Vivian L. Smith Department of Neurosurgery, McGovern Medical School, University of Texas Health Science Center at Houston, Houston, TX 77030, United States of America.
Texas Institute for Restorative Neurotechnologies, University of Texas Health Science Center at Houston, Houston, TX 77030, United States of America.
J Neural Eng. 2023 Aug 14;20(4). doi: 10.1088/1741-2552/ace9fb.

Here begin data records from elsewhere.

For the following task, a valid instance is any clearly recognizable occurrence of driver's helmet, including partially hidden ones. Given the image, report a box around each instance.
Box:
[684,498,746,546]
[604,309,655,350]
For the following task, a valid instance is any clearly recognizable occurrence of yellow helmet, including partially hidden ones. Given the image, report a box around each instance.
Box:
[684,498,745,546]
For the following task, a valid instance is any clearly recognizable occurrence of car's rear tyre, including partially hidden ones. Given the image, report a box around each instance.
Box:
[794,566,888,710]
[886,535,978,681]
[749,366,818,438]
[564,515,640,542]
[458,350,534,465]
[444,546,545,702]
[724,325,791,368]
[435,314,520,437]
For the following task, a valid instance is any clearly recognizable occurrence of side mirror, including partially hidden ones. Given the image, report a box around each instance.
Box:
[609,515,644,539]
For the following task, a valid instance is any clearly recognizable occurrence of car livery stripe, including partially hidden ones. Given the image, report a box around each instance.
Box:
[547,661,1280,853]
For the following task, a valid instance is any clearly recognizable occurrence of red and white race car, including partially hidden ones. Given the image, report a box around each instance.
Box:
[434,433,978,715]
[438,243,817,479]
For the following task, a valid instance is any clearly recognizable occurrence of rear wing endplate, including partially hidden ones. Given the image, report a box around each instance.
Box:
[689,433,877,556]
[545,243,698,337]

The speech production network relies on a widely distributed brain network. However, research and development of speech brain-computer interfaces (speech-BCIs) has typically focused on decoding speech only from superficial subregions readily accessible by subdural grid arrays-typically placed over the sensorimotor cortex. Alternatively, the technique of stereo-electroencephalography (sEEG) enables access to distributed brain regions using multiple depth electrodes with lower surgical risks, especially in patients with brain injuries resulting in aphasia and other speech disorders.To investigate the decoding potential of widespread electrode coverage in multiple cortical sites, we used a naturalistic continuous speech production task. We obtained neural recordings using sEEG from eight participants while they read aloud sentences. We trained linear classifiers to decode distinct speech components (articulatory components and phonemes) solely based on broadband gamma activity and evaluated the decoding performance using nested five-fold cross-validation.We achieved an average classification accuracy of 18.7% across 9 places of articulation (e.g. bilabials, palatals), 26.5% across 5 manner of articulation (MOA) labels (e.g. affricates, fricatives), and 4.81% across 38 phonemes. The highest classification accuracies achieved with a single large dataset were 26.3% for place of articulation, 35.7% for MOA, and 9.88% for phonemes. Electrodes that contributed high decoding power were distributed across multiple sulcal and gyral sites in both dominant and non-dominant hemispheres, including ventral sensorimotor, inferior frontal, superior temporal, and fusiform cortices. Rather than finding a distinct cortical locus for each speech component, we observed neural correlates of both articulatory and phonetic components in multiple hubs of a widespread language production network.These results reveal the distributed cortical representations whose activity can enable decoding speech components during continuous speech through the use of this minimally invasive recording method, elucidating language neurobiology and neural targets for future speech-BCIs.
言语产生网络依赖于一个广泛分布的大脑网络。然而,言语脑机接口(speech-BCI)的研究和开发通常集中在仅从易于通过硬膜下栅格阵列(通常放置在感觉运动皮层上方)获得的浅层亚区解码言语。或者,立体脑电图(sEEG)技术使用具有较低手术风险的多个深部电极来访问分布式脑区,尤其是在因失语症和其他言语障碍而导致脑损伤的患者中。为了研究在多个皮质区广泛电极覆盖的解码潜力,我们使用自然连续言语产生任务。我们使用 sEEG 从八名参与者中获取神经记录,同时他们大声朗读句子。我们仅基于宽带伽马活动训练线性分类器来解码不同的言语成分(发音成分和音素),并使用嵌套五折交叉验证来评估解码性能。我们在 9 个发音部位(例如双唇音、硬腭音)上实现了 18.7%的平均分类准确率,在 5 个发音方式(MOA)标签(例如塞擦音、擦音)上实现了 26.5%的平均分类准确率,在 38 个音素上实现了 4.81%的平均分类准确率。使用单个大型数据集实现的最高分类准确率分别为发音部位 26.3%、MOA 35.7%和音素 9.88%。具有高解码能力的电极分布在优势和非优势半球的多个脑回和脑沟部位,包括腹侧感觉运动、下额前、上颞和梭状回皮质。我们没有为每个言语成分找到一个独特的皮质位置,而是在一个广泛的言语产生网络的多个枢纽中观察到发音和语音成分的神经相关性。这些结果揭示了在连续言语中通过使用这种微创记录方法能够解码言语成分的分布式皮质代表,阐明了语言神经生物学和未来言语 BCI 的神经靶标。